After a delay of more than a year Intel launched its latest Intel 4th Gen Xeon scalable processor (CPU) chips code-named Sapphire Rapids, with on-chip confidential computing feature to prevent attackers from stealing high-value data from computer systems, ensure regulatory compliance, and maintain data sovereignty.
In a statement Intel said the new Intel Xeon 4th Gen scalable processors will increase the baseline enclave, and Intel SGX will be able to accurately and securely verify application software loaded in that enclave.
What Is Intel® SGX?
Intel® Software Guard Extensions (Intel® SGX) provides hardware-based memory encryption that isolates specific application code and data in memory allowing user-level code to allocate private regions of memory, called enclaves, which are designed to be protected from processes running at higher privilege levels.
Keeping data safe while it is being sent between computing systems is what confidential computing is all about.
This is achieved by adding an encrypted barrier to the data when it is being transferred. Intel Xeon chips are equipped with technology to make sure the code is genuine.
During the Xeon launch event last tuesday Mark Russinovich, chief technology officer at Microsofts Azure said, “We look forward to being one of the first cloud providers to offer confidential services based on Intel 4th Gen Xeon scalable processors with Intel TDX later this year,”
“This will enable organisations to achieve confidentiality by seamlessly lifting and shifting their workloads without requiring any code changes.” Russinovich said
Companies who prioritise protecting their valuable information, operations and require robust protection could be highly attracted to this new on-chip confidential computing solution.
During a press briefing on the new chips Lisa Spelman, corporate vice president and general manager for Xeon products at Intel said, “Confidential computing strengthens compliance with data privacy and governance regulations and helps create a more private controlled infrastructure, even when using the public cloud,”
The 4th Gen Xeon chips from Intel will be connected with a cloud service named Project Amber that will provide assistance to validate the reliability of data from the cloud to the edge starting as a separate authentication service for Intel’s confidential computing technologies.
The new Xeon processors will also appear in virtual machine instances in cloud services from Google, IBM, and Alibaba.
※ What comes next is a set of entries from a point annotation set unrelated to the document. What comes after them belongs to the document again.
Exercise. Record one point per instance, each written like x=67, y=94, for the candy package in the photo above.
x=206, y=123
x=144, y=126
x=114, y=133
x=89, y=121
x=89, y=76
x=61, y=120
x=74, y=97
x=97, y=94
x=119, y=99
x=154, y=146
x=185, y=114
However, Intel didn’t comment on whether the cloud providers would specifically offer TDX instructions.
Intel® Trust Domain Extensions (Intel® TDX)
Intel® Trust Domain Extensions (Intel® TDX) is introducing new, architectural elements to help deploy hardware-isolated, virtual machines (VMs) called trust domains (TDs).
Intel TDX is designed to isolate VMs from the virtual-machine manager (VMM)/hypervisor and any other non-TD software on the platform to protect TDs from a broad range of software.
These hardware-isolated TDs include:
- Secure-Arbitration Mode (SEAM) – a new mode of the CPU designed to host an Intel-provided, digitally-signed, security-services module called the Intel TDX module.
- Shared bit in GPA to help allow TD to access shared memory.
- Secure EPT to help translate private GPA to provide address-translation integrity and to prevent TD-code fetches from shared memory. Encryption and integrity protection of private-memory access using a TD-private key is the goal.
- Physical-address-metadata table (PAMT) to help track page allocation, page initialization, and TLB consistency.
- Multi-key, total-memory-encryption (MKTME) engine designed to provide memory encryption using AES-128- XTS and integrity using 28-bit MAC and a TD-ownership bit.
- Remote attestation designed to provide evidence of TD executing on a genuine, Intel TDX system and its TCB version.
According to Anil Rao, vice president and general manager for systems architecture & engineering at Intel’s office of the CTO, the TDX instructions add a boundary around the virtual machine and everything in it, including the guest OS and apps in it, and removes the cloud service provider or other cloud tenants from a trust boundary.
TDX leverages a security feature on Xeon chips called Software Guard Extensions (SGX), which is widely used today as a secure enclave to protect data in execution environments. However, TDX is much larger in scope and covers a wider range of applications, such as AI in virtualized environments.
According to Mercury Research, Intel is a powerful player in the server hardware market, with an x86 server market share of 82.5% during the third quarter of last year; its closest rival, AMD, sported a 17.5% market share.
There are now over 100 Million Intel Xeon Processors that have powered server platforms and enterprise desktop computer hardware globally as of 2023.